Like Cole, Miriam had multiple best friends, and Levi was, apparently, trying to assert his space as one of them.
His wife patted him on the arm. “You are good at cooking, babe. You’re famous in Australia for being good at cooking.”
“Hey! I’m famous here, too!” he objected, pouting a little.
“Wait, didn’t he lose Australia’s Next Star Chef?” Holly asked.
“But,” Hannah continued while her husband feigned being wounded by this, “Collin is good at sandwiches, and your best friend wants Collin’s sandwiches for her birthday.”
Levi huffed, and his mother handed him a cup of coffee. He poured enough sugar in it that Holly, watching him, began twitching. She could imagine the sugar sludge at the bottom of the cup, left there for whoever was stuck with the dishes.
Although, possibly his mother would make him do his own dishes, in which case, he could drink his gross coffee syrup in peace. He must go through more sugar in a month than her family had been able to afford in a year when she was growing up.
“Who’s Collin again?” she asked, trying to distract herself from comparing her life to the ones of everyone around her. “Mrs. Matthews said something about a diner?”
Hannah reached past Levi to grab her own cup of coffee and settled on a kitchen stool. “He owns the diner in Advent, which, other than Ernie’s bar, is the only place to get food. He’s married to the woman who owns the boutique. Levi actually is friends with him and respects his cooking. He’s just grouchy because he wants to make Miri’s birthday dinner.”
Mrs. Matthews added, “Miri wants Levi to participate in her birthday dinner, and me as well, which is why she’s outsourced the cooking.”
“Oh, that’s very sweet of her,” Holly said. “Do you need an extra pair of hands to wait tables?
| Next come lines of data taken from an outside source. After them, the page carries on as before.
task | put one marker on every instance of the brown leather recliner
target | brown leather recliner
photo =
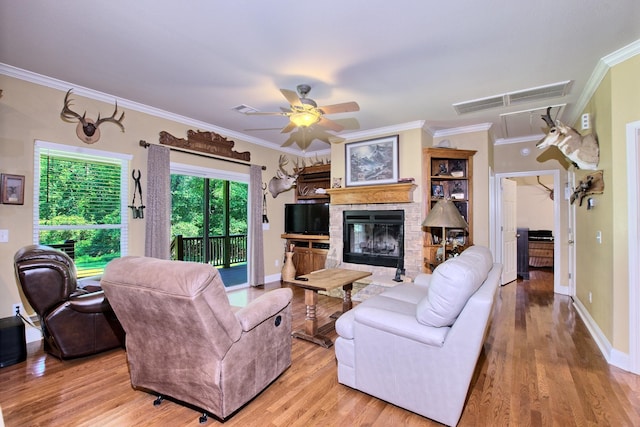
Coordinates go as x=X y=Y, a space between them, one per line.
x=185 y=341
x=75 y=321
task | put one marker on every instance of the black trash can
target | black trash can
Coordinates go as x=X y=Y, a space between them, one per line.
x=13 y=345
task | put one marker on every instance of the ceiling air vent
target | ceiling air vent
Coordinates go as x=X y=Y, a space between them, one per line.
x=479 y=104
x=538 y=93
x=244 y=109
x=554 y=90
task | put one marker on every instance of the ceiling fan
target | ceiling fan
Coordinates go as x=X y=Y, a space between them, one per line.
x=303 y=112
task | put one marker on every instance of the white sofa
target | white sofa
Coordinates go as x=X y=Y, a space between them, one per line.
x=417 y=345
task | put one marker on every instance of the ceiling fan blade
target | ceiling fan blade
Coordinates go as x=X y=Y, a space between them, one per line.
x=329 y=124
x=345 y=107
x=289 y=141
x=288 y=128
x=266 y=113
x=292 y=97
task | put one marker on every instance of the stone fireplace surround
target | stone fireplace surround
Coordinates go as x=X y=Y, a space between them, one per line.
x=413 y=237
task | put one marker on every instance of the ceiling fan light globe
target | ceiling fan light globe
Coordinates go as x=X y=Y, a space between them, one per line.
x=304 y=118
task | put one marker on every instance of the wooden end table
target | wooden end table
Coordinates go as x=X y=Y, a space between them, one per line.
x=324 y=280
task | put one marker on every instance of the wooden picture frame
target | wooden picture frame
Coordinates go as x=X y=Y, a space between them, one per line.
x=437 y=191
x=372 y=162
x=12 y=189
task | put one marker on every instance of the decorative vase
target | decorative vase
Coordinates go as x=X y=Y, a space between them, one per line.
x=288 y=269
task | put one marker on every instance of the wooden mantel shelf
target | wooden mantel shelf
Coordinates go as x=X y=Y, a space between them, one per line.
x=390 y=193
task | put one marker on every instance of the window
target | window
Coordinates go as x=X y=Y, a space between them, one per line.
x=80 y=204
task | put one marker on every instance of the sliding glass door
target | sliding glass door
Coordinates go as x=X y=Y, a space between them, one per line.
x=219 y=206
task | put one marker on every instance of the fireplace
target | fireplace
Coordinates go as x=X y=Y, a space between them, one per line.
x=374 y=237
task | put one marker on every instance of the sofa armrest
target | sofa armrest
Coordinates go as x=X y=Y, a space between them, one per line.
x=400 y=324
x=263 y=307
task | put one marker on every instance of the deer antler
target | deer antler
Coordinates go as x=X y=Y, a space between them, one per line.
x=112 y=118
x=89 y=128
x=68 y=114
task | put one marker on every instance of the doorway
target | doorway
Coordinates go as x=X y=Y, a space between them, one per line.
x=633 y=184
x=558 y=233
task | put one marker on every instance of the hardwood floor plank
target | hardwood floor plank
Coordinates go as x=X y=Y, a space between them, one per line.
x=538 y=367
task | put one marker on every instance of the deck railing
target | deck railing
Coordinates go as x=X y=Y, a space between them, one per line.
x=223 y=251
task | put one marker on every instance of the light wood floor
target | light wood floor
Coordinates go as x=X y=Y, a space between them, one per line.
x=539 y=367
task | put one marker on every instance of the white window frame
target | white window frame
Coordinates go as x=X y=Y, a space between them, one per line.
x=123 y=159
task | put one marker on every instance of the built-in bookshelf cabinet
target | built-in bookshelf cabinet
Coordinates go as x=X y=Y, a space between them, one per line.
x=447 y=173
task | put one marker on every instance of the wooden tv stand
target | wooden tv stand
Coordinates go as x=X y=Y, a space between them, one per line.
x=309 y=251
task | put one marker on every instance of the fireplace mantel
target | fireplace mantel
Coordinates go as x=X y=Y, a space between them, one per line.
x=389 y=193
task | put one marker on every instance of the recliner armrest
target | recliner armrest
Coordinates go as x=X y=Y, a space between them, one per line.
x=400 y=324
x=94 y=302
x=263 y=307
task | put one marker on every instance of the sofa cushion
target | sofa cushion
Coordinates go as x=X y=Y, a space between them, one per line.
x=451 y=285
x=407 y=292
I’m a pro.”
Hannah gasped. “You’re our guest! You’re here for us to get all the dirt on your relationship with Tara. And to get to know you.”
Levi pouted more, but Holly could see a gleam in his eye that told her he was doing it to get a rise out of his mother. “I get put to work all the time.”
Mrs. Matthews flicked him. “You work here.”
He sighed, then turned to Holly. “Holly, you obviously know your way around a yeast dough. What other kitchen skills do you have?” He changed the subject with the flash of a smile and a twinkle in his kohl-lined gray eyes.
She’d underestimated how powerful his charisma would be in person, even when he was sitting in his mother’s kitchen whining. She was understanding more and more how he became a global TV sensation so quickly.
“Well,” she told him, “I’ve worked in a lot of diners, so if you need a perfectly fried egg, I’m your girl, and I can hashbrown a potato like magic. But mainly I bake.”
“Finally,” Mrs. Matthews said, “we have a baker in the family! You should see her cinnamon roll skills.”
Holly was taken aback by already being assumed part of the family. She hadn’t even known Tara was part of the family.
“You can’t bake?” she asked Hannah. “Aren’t you a Rosenstein?”
Levi laughed. “She’s the only Rosenstein who can’t bake, but I’m a classically trained chef and I also can’t bake, so we’re a matched pair.”
They clinked their coffee mugs together.